- Born: Alan James William Bell 14 November 1937 Battersea, London, England
- Died: 19 October 2023 (aged 85)
- Occupation(s): Producer director
- Years active: 1973–2014
- Notable work: Last of the Summer Wine Ripping Yarns
- Spouse: Constance Carling

= Alan J. W. Bell =

British television producer and director (1937–2023)

Alan James William Bell (14 November 1937 – 19 October 2023) was a British television producer and director.

==Early life==
Bell was born in Battersea, London, on 14 November 1937.

==Career==
Bell worked on many BBC series from the early 1970s, most notably Last of the Summer Wine, producing and directing 250 episodes from 1981 until the series ended in 2010, Ripping Yarns, and the television adaptation of The Hitchhiker's Guide to the Galaxy. He was also assigned to re-edit and improve Ronnie Barker's short 1982 film, By the Sea. Other comedy shows included There's a Lot of it About, The Hello Goodbye Man, The Clairvoyant, Wyatt's Watchdogs, Dogfood Dan and the Carmarthen Cowboy, and Split Ends.

In 1999, Bell directed the television film Lost for Words.
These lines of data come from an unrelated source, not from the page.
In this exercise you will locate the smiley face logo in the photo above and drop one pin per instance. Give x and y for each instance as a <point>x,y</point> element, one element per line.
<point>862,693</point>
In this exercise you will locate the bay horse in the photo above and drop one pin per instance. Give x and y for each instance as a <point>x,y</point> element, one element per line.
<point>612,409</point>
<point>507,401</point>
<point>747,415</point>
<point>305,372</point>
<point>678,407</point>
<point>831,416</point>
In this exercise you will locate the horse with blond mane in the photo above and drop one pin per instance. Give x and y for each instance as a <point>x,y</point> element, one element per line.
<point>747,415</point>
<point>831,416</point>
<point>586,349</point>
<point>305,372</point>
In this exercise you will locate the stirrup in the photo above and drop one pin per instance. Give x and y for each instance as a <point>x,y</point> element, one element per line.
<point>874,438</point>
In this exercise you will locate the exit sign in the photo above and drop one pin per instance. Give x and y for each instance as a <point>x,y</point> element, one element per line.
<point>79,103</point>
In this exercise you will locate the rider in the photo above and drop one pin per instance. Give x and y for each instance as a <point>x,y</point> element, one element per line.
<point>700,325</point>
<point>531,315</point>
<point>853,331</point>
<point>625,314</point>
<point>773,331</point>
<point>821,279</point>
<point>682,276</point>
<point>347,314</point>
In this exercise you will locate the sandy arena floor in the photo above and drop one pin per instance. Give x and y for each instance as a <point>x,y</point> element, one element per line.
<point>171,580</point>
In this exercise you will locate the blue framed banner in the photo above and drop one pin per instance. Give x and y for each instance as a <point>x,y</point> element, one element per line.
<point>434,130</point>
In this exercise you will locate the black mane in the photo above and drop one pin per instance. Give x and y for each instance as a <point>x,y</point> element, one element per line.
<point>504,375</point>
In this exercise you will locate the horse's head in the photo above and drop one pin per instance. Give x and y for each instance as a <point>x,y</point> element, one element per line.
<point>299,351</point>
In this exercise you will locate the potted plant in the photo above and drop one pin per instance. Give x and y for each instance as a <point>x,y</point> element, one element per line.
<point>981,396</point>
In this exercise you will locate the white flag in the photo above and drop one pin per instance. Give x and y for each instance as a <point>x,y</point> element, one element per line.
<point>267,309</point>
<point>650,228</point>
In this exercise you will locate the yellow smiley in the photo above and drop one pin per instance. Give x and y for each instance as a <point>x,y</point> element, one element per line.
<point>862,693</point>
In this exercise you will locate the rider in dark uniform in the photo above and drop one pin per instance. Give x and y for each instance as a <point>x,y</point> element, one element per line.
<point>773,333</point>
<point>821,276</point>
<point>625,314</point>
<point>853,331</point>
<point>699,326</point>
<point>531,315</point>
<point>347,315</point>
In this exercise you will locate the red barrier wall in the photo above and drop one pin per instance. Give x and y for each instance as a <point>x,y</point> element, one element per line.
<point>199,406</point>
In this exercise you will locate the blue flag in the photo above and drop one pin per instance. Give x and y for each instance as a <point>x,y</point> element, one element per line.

The film was adapted from the autobiographical book of the same title by Deric Longden. It was a sequel to Longden's earlier autobiographical film Wide-Eyed and Legless (known as The Wedding Gift in the USA). It dealt with Deric's mother Annie (Thora Hird), her decline into dementia and how Deric (Pete Postlethwaite) and his wife, partially-sighted novelist Aileen Armitage (Penny Downie), coped with this. For her performance, Hird won the 2000 BAFTA for Best Actress, the 1999 RTS Award for Best Actor - Female, as well as the 1999 National Television Award for Most Popular Actress. The film also won a 1999 Peabody Award and the 1999 International Emmy for Best Drama.

Bell died on 19 October 2023, aged 85.